Research

Research

Model driven data analysis

Soil temperature response is a major driver of shifts in soil carbon stocks in Earth system models. This was the first project to see a direct change in soil organic carbon stocks in a set of field warmed experiments. While Earth system models fell within this temperature response, they did not reflect the variability in the soil temperature response seen in the field. Implying that models underestimate the uncertainty of the shift in soil carbon stocks over the 21st century.

Post-hoc corrections to land carbon in Earth system model

Earth system models require a huge amount of personal and CPU time. We used a reduced complexity framework to apply post-hoc corrections to the land carbon calculation of the CMIP5 Earth system models. These corrections showed that nutrient (N and P) limitation on net primary productivity would likely reduce future land carbon inputs to such an extent that land carbon stocks may become a source of atmospheric carbon dioxide over the next century. In addition, the soil carbon response is inline with experimental data but likely not reflective of real world uncertainty.
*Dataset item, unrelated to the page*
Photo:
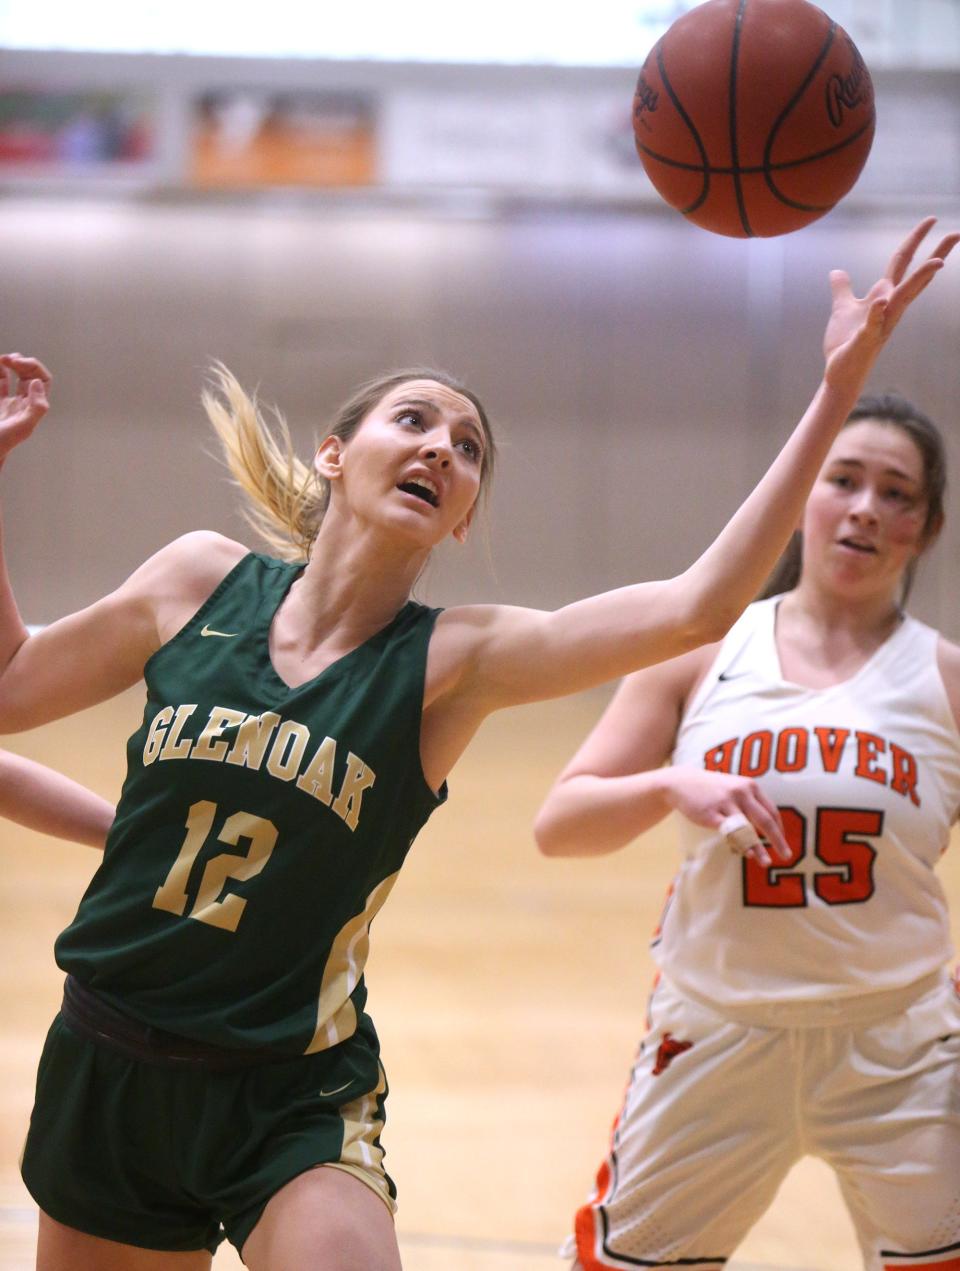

Drivers of soil dynamics in Earth system models

Soil carbon dynamics in Earth system models are primarily driven by differences in inputs (net primary production), soil temperature, and parameterization of intrinsic decay rates and the soil temperature sensitivity. Model structural differences like the number of soil carbon pools and their connections, as well as other environmental sensitivities like moisture, did not drive model differences. This effective structural homogeneity is surprising, but due to the fact that soil carbon stocks in most grid cells are close to steady state, and the basic mathematical structure of these models.

Benchmarking soils in Earth system models

In general, soil carbon models match global soil carbon stock estimates and then fall off in their performance at finer scales (biome and grid-by-grid comparison). However, they do match experimental temperature response curves.